Use cases: where it shines vs falls short
- Strong interest in using it for:
- Converting ebooks, articles, blog posts, and emails into audio for commutes, chores, and exercise.
- Accessibility: blind/low‑vision users, people who can’t sit and read, or can’t afford commercial audiobooks.
- Public‑domain or obscure works without existing audiobooks, and cross‑language access when translations or recordings don’t exist.
- Skepticism for:
- High‑quality fiction, where human narrators add pacing, emotion, character voices, songs, and subtle interpretation.
- Technical/non‑linear material (e.g., music theory) where TTS can mispronounce symbols and ignore diagrams/tables.
Alternatives & ecosystem
- Numerous alternatives discussed: Voice Dream, ElevenLabs Reader, Kybook, Read Aloud browser extensions, Edge/Kindle/iOS/macOS built‑in TTS, Piper, Coqui forks, Fish Speech, F5‑TTS, and others.
- Complaints about subscription pricing (e.g., $80/year tiers) and concern that some currently free services will become expensive.
- Desire for:
- Calibre plugins, EPUB3 audio+text sync, and general “read+listen” workflows that keep position across devices.
- Per‑character voices and richer productions (multiple voices, music, sound effects).
Technical notes & limitations
- Kokoro is praised for being small and trained on <100 hours of mainly English audio, but some doubt the claimed multilingual quality; Japanese and Chinese are called out as weak or lacking proper cadence.

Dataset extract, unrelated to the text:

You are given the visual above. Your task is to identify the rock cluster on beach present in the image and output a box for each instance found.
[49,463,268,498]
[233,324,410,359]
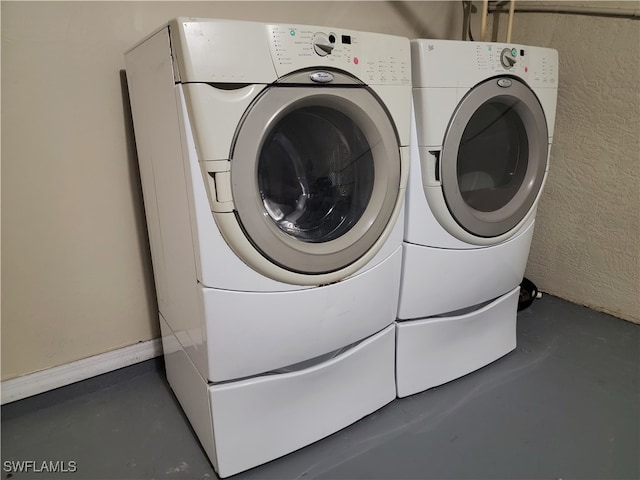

- It may not be easily fine‑tunable, and details of its training process are seen as under‑documented.
Ethics, copyright, and cultural impact
- Voice cloning of favorite narrators raises copyright and consent concerns; some argue personal/private use is acceptable, others warn of legal gray areas.
- Broader worries:
- AI replacing low‑ to mid‑tier human narrators and shrinking career ladders.
- Market “flooded with mediocre AI content,” reducing incentives to fund top‑tier human work.
- Counterpoints stress accessibility gains and the historical pattern of new media tools displacing but also creating roles.